My husband's advice would be...don't make everything a pet. We feed 6 dogs now, several cats, five donkeys and 3 horses..all except the cats ..don't work here lol. We just feed them. 😉 
Your turn...go.....


----------



## Rancho Draco (Sep 29, 2021)

I might think of something else to add later but for now I just want to second having a plan for fences BEFORE you actually have anything on the ground! Moving fence is so much work and life is so much easier if you only have to do it once. Think of how you want to connect pastures, where you want to be able to walk through, and where you may need access for a truck and trailer, how to get to barn/shelter from each pasture, etc.


----------



## Goatastic43 (Jun 11, 2021)

Bucks, they don’t lie about all the maintenance! We bought a buck totally ignorant of well… basically everything about them. He’s was so cute tho! Only two months old, a little squirt! And then…. He grew…. Two accidental pregnancies and multiple fence repairs later….bye-bye billy! Anyway we learned we will NEVER own a buck again, and they require much more extensive fencing and maintenance then does and wethers!


----------



## Cedarwinds Farm (Dec 2, 2019)

What I've learned...plans always change. 
My family has lived on this place for 30+ years, and done lots of different things. So make your pasture gates big enough to fit a concrete truck through, and your barn doors big enough to at least fit a wheelbarrow through. I am insisting on this with everything we do from here on out! 
Also, have at least one pen on your place that your animals absolutely can not escape from. This gives you a safe place to acclimate new animals, or to put up animals who have suddenly decided to go see the world, while you figure out your next steps.


----------



## luvmyherd (Apr 9, 2011)

One of our biggest goofs was learning about bucks. I still insist on having one but this last time around we knew to build a sturdy pen, give him a wether companion and a place to go inside in bad weather. We also put his pen within the pasture so if he escaped he was still on our property. 
Things worked out much better than in the 80's when our stinky fully horned guy would open the gate and explore the neighborhood (much to the chagrin of our neighbors.)


----------



## happybleats (Sep 12, 2010)

Eye candy does not always work out!!
When we first started buying goats..we went by how pretty they were. We learned that pretty flashy girls don't always fill the milk bucket. And adga papers don't fill a bucket either. Good milking genetics, udder formation and the over all conformation of the goat matters. A good udder attachment and solid conformation adds life to the goat. They can be in service longer because their body and udder hold up. So I will take a plain Jane who is solid in both and who fills my bucket than a pretty flashy doe who lacks. 😁 Now having both...that is a bonus!


----------



## DDFN (Jul 31, 2011)

Do it right the first time. I am a big believer in making your fences big enough and strong enough. Since I have horses and goats I wanted fencing that would work and be safe for both. Always a fan of fencing that not only keeps your animals in but other people's animals out. When we were on other family land or rental property I had no control over my fencing. It has taken forever at the new place but slowly getting there. Also huge fan of large gates. Even like others said above I want trucks with trailers and heavy equipment to move through gates with ease. So everything is a 16 foot gate. Drainage is important. Make barn and stalls designed to save steps. Less steps you have to take the more time you can spend with your animals. Yes buck lots are nice and friends are nice. Always had 3 breeding lots and 3 bucks until we down sized. Now I only have 1 buck and a few girls. My husband knows anything I get I keep for life but kids born are here to be sold. With keeping a few for replacement does. My husband would sale anything but he knows I won't allow it. 
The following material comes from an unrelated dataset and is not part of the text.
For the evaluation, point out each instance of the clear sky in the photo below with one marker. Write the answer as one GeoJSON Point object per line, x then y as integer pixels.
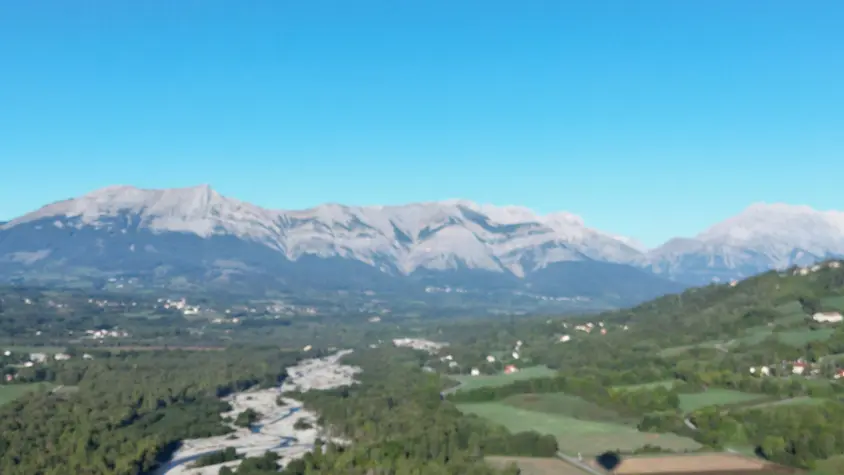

I have resigned the new barn 8 different options until we finally picked the one style that would work best for our needs.

So in short don't worry about how long it takes but taking your time and doing it right will save future headaches. Needless to say we just started leveling for the New barn site a couple weeks ago and picked the barn layout. Had not cross fenced yet waiting to finalize the plan.


----------



## Jessica84 (Oct 27, 2011)

Oh gosh I could probably write a book on this topic lol
On the topic of fencing. I was good and put up good fencing. Kinda wish I had done it a little differently but nothing I can’t work with. But what I had no concept of is just how destructive goats are! Just the rubbing and climbing and everything goats do has really taken a toll on my poor fence. I wish I had started out having hot fence up from the very beginning. The one thing I do wish I had done differently when I put the fencing up though was instead of two large pastures I wish I had split them up more. It just seems like I never have enough pens when I really need them.


----------



## K.B. (Mar 15, 2021)

Yes luckily we installed the good fencing first! It's like a cattle pannel but with smaller opening on the bottom...


----------



## K.B. (Mar 15, 2021)

Minerals when we first started we didn't realize they need minerals lol... I know bad on us but we quickly learned thanks to me that goats need minerals, as well as a good variety of food!


----------



## luvmyherd (Apr 9, 2011)

We lost a number of kids due to selenium deficiency. We learned to make sure they got it from the start. Along with a spice mix that kept away cocci.


----------



## happybleats (Sep 12, 2010)

One thing I wish I knew about from the first is The Goat Spot. I was all alone in the beginning and made too many mistakes listening to locals who really had no clue either. What I learned, often the hard, way is Google doesn't have all the answers, but I READ EVERYTHING, Cross reference, asked questions, talk with my vet and when I had all that before me...I decide what course of action is best....wrote it down and stuck with it. I tweaked things as I learned better ways. We all know there is more than one way..choose what works best for your herd.


----------



## K.B. (Mar 15, 2021)

happybleats said:


> One thing I wish I knew about from the first is The Goat Spot. I was all alone in the beginning and made too many mistakes listening to locals who really had no clue either. What I learned, often the hard, way is Google doesn't have all the answers, but I READ EVERYTHING, Cross reference, asked questions, talk with my vet and when I had all that before me...I decide what course of action is best....wrote it down and stuck with it. I tweaked things as I learned better ways. We all know there is more than one way..choose what works best for your herd.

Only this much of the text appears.